Die Tage werden kürzer und die dunkle Zeit des Jahres beginnt. Die abgelegenen Wege, die im Sommer noch so idyllisch schienen, wirken nun dunkel und furchteinflößend. Um sich sicherer zu fühlen, kann das Erlernen einer Kampfsportart helfen. Jeder gute Kampfsportlehrer sagt zwar als Erstes: Flucht geht vor Kampf. Wenn es möglich ist, solltest du also die Konfrontation meiden, um dich - gerade als Kampfsport-Einsteiger - nicht in Gefahr zu bringen.

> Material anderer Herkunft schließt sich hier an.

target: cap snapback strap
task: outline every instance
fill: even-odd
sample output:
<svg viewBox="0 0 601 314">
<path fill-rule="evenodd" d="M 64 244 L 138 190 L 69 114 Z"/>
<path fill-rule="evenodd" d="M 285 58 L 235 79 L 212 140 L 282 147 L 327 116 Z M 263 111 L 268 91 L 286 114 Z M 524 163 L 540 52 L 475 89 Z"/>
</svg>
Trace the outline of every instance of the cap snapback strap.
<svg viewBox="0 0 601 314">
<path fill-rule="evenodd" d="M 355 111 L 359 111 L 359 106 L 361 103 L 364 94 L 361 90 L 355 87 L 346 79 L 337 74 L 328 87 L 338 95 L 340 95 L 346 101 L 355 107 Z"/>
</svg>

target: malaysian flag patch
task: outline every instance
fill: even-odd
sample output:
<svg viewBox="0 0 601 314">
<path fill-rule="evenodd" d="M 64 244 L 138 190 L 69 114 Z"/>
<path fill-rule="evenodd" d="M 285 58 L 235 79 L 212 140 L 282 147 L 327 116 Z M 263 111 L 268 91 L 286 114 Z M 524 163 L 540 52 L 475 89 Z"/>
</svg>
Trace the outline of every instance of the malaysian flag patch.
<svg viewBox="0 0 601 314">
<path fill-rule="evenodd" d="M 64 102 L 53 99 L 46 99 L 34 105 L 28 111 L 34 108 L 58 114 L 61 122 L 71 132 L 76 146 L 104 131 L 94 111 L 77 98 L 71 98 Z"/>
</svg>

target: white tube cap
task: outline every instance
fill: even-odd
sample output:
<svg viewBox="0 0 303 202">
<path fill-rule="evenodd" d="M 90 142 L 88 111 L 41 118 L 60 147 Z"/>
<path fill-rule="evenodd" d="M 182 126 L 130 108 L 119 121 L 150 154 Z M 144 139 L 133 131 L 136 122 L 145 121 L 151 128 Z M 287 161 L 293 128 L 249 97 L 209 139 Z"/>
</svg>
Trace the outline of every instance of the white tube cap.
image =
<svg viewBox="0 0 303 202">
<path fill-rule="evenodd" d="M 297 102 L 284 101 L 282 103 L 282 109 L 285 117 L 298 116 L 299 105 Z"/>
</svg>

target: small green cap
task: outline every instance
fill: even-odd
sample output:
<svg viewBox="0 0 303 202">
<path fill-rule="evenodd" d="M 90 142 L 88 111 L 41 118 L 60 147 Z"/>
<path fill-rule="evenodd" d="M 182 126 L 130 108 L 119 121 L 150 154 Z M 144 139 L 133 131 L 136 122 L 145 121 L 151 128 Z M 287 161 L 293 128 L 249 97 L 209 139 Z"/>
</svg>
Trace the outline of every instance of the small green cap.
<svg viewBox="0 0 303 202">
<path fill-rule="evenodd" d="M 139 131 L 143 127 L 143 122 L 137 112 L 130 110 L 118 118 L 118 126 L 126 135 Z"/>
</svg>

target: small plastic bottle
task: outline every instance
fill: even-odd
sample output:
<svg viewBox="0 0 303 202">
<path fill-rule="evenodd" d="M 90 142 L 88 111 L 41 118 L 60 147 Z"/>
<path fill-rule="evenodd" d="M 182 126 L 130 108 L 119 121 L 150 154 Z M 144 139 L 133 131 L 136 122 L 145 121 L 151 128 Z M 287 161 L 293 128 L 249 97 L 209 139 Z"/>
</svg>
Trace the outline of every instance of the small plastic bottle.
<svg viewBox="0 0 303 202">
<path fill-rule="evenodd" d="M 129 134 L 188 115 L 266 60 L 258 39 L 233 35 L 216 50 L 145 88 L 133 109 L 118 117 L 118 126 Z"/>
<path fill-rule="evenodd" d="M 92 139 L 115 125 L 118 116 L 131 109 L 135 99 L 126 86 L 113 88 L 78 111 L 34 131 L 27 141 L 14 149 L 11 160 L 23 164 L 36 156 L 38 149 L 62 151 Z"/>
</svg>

Es gibt eine breite Auswahl an Kampfsportarten, zu den bekanntesten zählen Karate, Judo, Kickboxen, Boxen, MMA oder Krav Maga. Aber es gibt weitaus mehr Kampfsportarten, nicht nur aus dem asiatischen Raum.
Die Welt des Kampfsports ist vielseitig und bietet eine breite Palette an Stilen, die von Schlagen und Treten bis hin zu Würfen und Bodenkämpfen reichen. Die richtige Kampfsportart für sich selbst zu finden, kann den Unterschied zwischen einer erfüllenden und langfristigen Praxis und einer kurzen, frustrierenden Erfahrung ausmachen.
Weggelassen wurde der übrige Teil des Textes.